Load a model from the model pool and pass/override additional arguments to the model constructor:

>>> model_a_fp32 = modelpool.load_model("model_a", torch_dtype="float32")

Load the pre-trained model from the model pool:

>>> pretrained_model = modelpool.load_pretrained_model()
# or equivalently
>>> pretrained_model = modelpool.load_model("_pretrained_")

Load the pre-trained model or the first model in the model pool:

# if there is a pre-trained model in the model pool, then it will be loaded
# otherwise, the first model in the model pool will be loaded
>>> model = modelpool.load_pretrained_or_first_model()

Load the tokenizer from the model pool:

>>> tokenizer = modelpool.load_tokenizer()
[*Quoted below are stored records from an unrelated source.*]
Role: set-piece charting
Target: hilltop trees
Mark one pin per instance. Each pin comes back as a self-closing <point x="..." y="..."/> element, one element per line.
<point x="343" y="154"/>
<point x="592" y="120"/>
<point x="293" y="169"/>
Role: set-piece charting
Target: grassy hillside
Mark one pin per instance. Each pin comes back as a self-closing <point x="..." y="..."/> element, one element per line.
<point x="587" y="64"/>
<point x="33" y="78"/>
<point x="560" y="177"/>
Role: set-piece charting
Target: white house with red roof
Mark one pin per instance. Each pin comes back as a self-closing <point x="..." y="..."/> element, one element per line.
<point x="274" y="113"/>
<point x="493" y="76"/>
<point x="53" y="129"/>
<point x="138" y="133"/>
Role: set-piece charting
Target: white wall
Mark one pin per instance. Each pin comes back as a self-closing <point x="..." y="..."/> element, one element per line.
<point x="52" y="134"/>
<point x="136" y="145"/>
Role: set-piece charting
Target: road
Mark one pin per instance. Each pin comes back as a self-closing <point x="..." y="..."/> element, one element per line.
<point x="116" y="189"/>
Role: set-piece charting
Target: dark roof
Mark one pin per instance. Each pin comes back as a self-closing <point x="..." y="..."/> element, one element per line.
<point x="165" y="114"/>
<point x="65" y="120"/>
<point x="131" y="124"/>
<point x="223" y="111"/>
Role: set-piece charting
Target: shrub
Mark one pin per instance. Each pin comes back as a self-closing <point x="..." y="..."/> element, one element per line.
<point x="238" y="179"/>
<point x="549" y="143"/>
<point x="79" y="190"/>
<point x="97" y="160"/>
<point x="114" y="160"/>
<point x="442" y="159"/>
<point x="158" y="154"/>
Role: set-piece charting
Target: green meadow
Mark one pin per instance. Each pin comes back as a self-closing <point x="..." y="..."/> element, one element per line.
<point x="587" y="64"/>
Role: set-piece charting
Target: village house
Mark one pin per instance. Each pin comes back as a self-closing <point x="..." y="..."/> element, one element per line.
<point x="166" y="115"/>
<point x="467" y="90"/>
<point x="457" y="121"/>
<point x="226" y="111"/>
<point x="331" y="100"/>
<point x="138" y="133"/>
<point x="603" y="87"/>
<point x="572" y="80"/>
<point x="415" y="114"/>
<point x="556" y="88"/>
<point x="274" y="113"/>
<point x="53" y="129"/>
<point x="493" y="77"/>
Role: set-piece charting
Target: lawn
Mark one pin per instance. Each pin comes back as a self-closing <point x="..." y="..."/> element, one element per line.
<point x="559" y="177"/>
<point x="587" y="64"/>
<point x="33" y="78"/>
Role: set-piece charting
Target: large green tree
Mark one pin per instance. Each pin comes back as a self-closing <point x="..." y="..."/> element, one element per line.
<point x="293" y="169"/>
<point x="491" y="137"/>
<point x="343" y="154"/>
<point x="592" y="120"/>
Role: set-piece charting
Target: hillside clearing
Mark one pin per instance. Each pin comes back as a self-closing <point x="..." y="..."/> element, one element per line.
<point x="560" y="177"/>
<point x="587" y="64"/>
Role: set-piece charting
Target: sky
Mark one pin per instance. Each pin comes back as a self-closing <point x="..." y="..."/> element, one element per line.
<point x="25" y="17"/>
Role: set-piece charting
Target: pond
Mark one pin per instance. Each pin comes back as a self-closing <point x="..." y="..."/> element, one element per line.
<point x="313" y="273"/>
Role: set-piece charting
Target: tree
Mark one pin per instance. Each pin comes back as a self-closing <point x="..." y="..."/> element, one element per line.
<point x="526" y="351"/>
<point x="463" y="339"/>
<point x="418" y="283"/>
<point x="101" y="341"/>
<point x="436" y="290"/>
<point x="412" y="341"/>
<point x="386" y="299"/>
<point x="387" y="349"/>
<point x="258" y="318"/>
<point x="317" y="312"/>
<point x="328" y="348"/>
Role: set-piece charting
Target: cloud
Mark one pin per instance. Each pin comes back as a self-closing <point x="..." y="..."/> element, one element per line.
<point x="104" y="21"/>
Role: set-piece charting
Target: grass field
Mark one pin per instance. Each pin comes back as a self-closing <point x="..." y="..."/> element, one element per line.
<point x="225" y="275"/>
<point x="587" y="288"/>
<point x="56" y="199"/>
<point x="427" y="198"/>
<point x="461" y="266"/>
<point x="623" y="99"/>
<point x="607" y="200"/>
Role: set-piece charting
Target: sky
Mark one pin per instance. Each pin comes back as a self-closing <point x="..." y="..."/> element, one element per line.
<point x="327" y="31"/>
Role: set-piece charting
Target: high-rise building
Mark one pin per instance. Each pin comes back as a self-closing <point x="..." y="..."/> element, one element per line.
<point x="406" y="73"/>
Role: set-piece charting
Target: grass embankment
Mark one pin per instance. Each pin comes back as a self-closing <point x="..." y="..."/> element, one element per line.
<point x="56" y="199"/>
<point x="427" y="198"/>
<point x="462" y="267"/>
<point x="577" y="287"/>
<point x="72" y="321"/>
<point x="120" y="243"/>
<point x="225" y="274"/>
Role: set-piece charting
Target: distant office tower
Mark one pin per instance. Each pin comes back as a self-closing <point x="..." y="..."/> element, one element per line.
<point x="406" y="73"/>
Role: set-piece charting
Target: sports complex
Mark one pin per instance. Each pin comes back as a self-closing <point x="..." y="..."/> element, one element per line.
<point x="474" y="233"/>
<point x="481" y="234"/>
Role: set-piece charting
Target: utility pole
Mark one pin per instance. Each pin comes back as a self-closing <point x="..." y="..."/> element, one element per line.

Save a model with tokenizer:

# Save model with tokenizer
>>> modelpool.save_model(
    model=model,
    path="path/to/save",
    save_tokenizer=True,
    push_to_hub=False
)

Advanced Configuration

You can also use more detailed configuration with explicit model and tokenizer settings:

_target_: fusion_bench.modelpool.CausalLMPool
models:
  _pretrained_:
    _target_: transformers.AutoModelForCausalLM # (1)
    pretrained_model_name_or_path: path_to_pretrained_model
  model_a:
    _target_: transformers.AutoModelForCausalLM
    pretrained_model_name_or_path: path_to_model_a
tokenizer:
  _target_: transformers.AutoTokenizer # (2)
  pretrained_model_name_or_path: path_to_tokenizer
model_kwargs:
  torch_dtype: bfloat16
  1. _target_ indicates the model class to be loaded, if a plain string is given as the value, it will be passed to AutoModelForCausalLM.from_pretrained to load the model. By setting _target_, you can use a custom model class or function to load the model. For example, you can use load_peft_causal_lm to load a PEFT model.
  2. _target_ indicates the tokenizer class to be loaded, if a plain string is given as the value, it will be passed to AutoTokenizer.from_pretrained to load the tokenizer. By setting _target_, you can use a custom tokenizer class or function to load the tokenizer.

Working with PEFT Models

from fusion_bench.modelpool.causal_lm import load_peft_causal_lm

# Load a PEFT model
model = load_peft_causal_lm(
    base_model_path="path/to/base/model",
    peft_model_path="path/to/peft/model",
    torch_dtype="bfloat16",
    is_trainable=True,
    merge_and_unload=False
)

Configuration Examples

Single Model Configuration

config/modelpool/CausalLMPool/single_llama_model.yaml
_target_: fusion_bench.modelpool.CausalLMPool
_recursive_: false
# each model should have a name and a path, and the model is loaded from the path
# this is equivalent to `AutoModelForCausalLM.from_pretrained(path)`
models:
  _pretrained_:
    _target_: transformers.LlamaForCausalLM.from_pretrained
    pretrained_model_name_or_path: ${...base_model}
model_kwargs:
  torch_dtype: float16
tokenizer:
  _target_: transformers.AutoTokenizer.from_pretrained
  pretrained_model_name_or_path: ${..base_model}
base_model: decapoda-research/llama-7b-hf

Multiple Models Configuration

Here we use models from MergeBench as an example.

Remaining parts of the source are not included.